I don't know the NEC code, but I was trying to understand how the idea of creating a 4-wire circuit from a Spa Panel that's connected to a 3-wire Dryer outlet would be grounded. Somewhere in the Electrical Primer I read how appliances such as dryers and ranges got away with a 3-wire plug because the appliance is the ONLY thing on the circuit.
In the case of the 4 wire spa panel being "derived" from the 3 wire dryer receptacle, I'm wondering if the "purpose" of this is more to provide "protection" in lieu of a "true" ground.
In the case of this single appliance, the brew rig, that, like a dryer or range, contains both 220V and 110V circuits . . . if something happens that causes current to flow into the green wire in the rig, the GFCI inside the spa panel will detect this within the required amount of time and, as a result, trip the circuit. Even though the green wire between the e-control panel and spa panel isn't a "true" ground, it performs enough of the "function" of a ground wire to trip the circuit should current find its way to ground.

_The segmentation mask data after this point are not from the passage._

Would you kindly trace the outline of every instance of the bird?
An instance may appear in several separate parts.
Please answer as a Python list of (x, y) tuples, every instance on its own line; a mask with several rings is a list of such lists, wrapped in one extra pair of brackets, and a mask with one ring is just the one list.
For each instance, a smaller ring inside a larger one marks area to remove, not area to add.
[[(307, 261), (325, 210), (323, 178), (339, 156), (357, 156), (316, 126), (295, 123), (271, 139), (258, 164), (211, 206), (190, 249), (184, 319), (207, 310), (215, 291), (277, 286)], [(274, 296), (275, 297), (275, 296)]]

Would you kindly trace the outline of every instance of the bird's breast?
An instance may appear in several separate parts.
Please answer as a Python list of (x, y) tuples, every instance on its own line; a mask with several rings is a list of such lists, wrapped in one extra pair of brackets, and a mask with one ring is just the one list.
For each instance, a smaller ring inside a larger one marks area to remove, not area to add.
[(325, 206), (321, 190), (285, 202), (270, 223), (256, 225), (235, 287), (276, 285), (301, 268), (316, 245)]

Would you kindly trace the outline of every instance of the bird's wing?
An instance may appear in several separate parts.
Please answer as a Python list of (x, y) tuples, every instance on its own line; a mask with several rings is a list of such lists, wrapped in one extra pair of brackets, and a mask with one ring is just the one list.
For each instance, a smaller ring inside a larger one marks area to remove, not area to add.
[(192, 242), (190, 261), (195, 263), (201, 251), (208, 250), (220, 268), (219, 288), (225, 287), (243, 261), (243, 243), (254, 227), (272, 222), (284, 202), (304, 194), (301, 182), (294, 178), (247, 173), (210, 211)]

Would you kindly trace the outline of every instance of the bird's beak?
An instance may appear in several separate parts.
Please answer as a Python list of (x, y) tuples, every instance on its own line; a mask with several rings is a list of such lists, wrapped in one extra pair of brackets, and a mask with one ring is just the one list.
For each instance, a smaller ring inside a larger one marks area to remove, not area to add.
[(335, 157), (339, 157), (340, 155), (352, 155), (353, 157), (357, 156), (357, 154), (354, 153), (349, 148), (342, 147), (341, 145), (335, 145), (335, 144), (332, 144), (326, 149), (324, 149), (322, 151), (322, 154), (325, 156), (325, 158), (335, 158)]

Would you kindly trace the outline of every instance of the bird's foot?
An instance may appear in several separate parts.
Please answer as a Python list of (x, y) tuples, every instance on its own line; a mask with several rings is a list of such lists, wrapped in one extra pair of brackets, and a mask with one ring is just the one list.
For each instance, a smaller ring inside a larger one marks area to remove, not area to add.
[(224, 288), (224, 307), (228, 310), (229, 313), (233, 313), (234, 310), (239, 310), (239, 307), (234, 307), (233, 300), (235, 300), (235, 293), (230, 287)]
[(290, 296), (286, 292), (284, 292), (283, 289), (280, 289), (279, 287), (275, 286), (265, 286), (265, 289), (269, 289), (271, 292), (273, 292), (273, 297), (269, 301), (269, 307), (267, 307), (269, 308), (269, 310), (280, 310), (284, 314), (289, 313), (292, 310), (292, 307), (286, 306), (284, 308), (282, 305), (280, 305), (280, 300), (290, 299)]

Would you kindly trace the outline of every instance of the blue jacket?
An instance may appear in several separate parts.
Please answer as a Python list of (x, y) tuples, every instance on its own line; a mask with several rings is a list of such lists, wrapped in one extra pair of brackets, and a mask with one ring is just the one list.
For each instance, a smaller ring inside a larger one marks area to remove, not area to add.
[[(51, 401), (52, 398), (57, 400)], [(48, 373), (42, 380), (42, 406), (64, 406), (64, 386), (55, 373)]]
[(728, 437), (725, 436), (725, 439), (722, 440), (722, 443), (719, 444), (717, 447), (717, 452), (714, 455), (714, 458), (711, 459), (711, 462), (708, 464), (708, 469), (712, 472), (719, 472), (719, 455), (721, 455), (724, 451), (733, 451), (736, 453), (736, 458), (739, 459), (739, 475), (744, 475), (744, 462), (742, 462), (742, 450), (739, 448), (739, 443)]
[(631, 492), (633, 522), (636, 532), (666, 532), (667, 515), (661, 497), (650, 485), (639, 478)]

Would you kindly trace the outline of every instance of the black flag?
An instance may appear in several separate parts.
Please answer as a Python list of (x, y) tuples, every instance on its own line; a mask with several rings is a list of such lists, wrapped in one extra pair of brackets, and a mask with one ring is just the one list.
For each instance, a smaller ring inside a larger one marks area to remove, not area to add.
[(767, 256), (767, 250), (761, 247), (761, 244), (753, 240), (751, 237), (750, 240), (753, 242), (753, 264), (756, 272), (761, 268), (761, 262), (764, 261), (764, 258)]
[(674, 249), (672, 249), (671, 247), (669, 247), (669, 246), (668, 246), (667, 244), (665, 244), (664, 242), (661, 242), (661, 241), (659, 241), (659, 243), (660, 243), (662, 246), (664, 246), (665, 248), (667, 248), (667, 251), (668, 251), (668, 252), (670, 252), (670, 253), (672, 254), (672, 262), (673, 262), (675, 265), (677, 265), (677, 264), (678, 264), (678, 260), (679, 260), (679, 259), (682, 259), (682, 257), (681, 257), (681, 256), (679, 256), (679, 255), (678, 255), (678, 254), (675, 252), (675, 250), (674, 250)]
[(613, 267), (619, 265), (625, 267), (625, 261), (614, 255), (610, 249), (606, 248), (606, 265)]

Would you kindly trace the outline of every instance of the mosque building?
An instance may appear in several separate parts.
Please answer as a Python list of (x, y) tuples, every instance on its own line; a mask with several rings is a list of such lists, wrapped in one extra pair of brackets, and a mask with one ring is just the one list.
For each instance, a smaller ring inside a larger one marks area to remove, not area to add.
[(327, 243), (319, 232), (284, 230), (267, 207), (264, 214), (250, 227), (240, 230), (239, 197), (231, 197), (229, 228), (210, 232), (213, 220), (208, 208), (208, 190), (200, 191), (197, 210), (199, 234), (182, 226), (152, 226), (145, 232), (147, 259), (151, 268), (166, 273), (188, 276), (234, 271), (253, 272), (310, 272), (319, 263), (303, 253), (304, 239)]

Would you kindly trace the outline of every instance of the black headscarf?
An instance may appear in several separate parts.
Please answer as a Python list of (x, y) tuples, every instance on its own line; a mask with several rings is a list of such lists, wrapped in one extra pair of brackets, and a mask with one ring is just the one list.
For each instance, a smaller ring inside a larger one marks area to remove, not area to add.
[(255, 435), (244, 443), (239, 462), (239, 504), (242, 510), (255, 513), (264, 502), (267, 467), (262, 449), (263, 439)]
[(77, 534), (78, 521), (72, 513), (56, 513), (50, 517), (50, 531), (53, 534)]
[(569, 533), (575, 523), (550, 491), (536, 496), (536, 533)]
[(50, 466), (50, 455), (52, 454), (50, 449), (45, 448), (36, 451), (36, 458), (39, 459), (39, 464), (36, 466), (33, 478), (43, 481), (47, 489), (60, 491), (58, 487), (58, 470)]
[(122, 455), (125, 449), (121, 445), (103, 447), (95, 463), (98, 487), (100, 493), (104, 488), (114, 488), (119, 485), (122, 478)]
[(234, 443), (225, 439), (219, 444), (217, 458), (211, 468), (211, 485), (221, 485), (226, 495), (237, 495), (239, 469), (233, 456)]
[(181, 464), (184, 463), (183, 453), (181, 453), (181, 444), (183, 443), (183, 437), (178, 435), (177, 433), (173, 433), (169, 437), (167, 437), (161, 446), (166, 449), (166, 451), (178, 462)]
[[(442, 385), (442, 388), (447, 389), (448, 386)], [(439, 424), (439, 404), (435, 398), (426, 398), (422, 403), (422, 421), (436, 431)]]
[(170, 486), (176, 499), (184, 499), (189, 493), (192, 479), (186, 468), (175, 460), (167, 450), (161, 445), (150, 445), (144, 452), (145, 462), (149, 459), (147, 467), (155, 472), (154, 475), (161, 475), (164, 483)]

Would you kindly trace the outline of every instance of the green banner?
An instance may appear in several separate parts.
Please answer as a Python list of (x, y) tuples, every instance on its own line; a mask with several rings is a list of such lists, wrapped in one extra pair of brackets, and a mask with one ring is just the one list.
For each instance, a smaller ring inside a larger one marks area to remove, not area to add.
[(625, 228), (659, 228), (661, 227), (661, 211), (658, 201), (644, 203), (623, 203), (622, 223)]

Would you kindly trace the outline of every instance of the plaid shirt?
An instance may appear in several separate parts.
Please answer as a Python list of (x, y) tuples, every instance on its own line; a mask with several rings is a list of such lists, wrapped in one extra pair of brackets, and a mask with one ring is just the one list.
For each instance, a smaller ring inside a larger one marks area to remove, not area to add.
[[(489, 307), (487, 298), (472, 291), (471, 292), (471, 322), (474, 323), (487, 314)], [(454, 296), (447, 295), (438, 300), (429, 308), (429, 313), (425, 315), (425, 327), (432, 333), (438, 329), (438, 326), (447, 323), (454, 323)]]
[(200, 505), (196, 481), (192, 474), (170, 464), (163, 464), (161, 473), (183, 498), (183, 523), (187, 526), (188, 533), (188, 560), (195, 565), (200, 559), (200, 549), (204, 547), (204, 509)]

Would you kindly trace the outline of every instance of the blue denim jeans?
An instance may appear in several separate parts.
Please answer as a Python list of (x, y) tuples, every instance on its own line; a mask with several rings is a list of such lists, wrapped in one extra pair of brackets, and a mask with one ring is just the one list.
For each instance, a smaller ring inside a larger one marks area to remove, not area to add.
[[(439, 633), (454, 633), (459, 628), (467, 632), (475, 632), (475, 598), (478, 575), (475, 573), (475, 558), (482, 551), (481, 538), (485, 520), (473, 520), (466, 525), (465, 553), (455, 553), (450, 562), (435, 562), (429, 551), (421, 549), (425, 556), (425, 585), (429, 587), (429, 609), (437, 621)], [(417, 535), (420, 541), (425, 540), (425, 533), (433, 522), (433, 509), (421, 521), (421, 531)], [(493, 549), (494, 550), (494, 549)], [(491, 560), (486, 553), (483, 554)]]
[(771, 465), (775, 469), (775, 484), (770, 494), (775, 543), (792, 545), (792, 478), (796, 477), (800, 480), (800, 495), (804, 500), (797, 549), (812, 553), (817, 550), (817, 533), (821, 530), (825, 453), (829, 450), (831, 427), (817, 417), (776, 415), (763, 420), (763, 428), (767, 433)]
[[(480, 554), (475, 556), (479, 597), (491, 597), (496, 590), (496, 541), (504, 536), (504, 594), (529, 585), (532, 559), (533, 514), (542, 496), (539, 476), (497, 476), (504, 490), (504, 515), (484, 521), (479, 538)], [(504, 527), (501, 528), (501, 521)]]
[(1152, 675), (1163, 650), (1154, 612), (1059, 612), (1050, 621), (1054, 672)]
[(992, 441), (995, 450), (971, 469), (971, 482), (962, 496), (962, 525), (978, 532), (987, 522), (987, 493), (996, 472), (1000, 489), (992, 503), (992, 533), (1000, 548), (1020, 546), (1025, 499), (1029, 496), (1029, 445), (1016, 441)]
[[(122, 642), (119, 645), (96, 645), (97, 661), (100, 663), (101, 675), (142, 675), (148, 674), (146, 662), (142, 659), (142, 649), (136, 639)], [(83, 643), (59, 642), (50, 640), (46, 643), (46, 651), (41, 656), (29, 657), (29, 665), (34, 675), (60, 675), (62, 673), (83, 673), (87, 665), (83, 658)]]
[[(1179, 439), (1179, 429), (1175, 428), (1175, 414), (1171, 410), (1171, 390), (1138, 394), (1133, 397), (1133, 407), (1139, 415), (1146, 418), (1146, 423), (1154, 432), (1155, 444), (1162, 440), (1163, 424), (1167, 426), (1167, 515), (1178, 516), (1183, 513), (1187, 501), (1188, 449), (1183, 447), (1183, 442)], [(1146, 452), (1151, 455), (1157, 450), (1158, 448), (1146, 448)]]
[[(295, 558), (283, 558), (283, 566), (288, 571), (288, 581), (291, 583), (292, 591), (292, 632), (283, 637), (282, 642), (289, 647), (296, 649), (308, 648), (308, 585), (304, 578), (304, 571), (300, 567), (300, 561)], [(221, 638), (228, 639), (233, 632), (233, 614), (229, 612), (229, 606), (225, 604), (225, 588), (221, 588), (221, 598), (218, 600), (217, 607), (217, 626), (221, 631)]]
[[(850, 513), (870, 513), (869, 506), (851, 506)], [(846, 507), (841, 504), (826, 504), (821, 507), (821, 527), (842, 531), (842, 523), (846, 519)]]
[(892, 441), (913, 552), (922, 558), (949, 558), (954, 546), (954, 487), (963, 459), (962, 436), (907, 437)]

I still may be confused, but in my non-electrician understanding, it appears that grandequeso might be correct in the "strict" sense in that a ground that terminates onto the neutral away from the main panel is not truly a ground according to the Code, yet P.J. is correct in the "functional" sense in that this pseudo-ground wire will serve the purpose of giving the GFCI within the spa panel something to monitor such that if something abnormal happens to shunt current into the ground wire, it will sense it, trip, and thereby protect the brewer.
BTW, another question just hit me: if the spa panel is connected into the 3-wire dryer circuit and mounted outside the house AND you run a wire from the grounding lug inside the spa panel to a piece of pipe stuck into the ground, would you be "truly" grounded?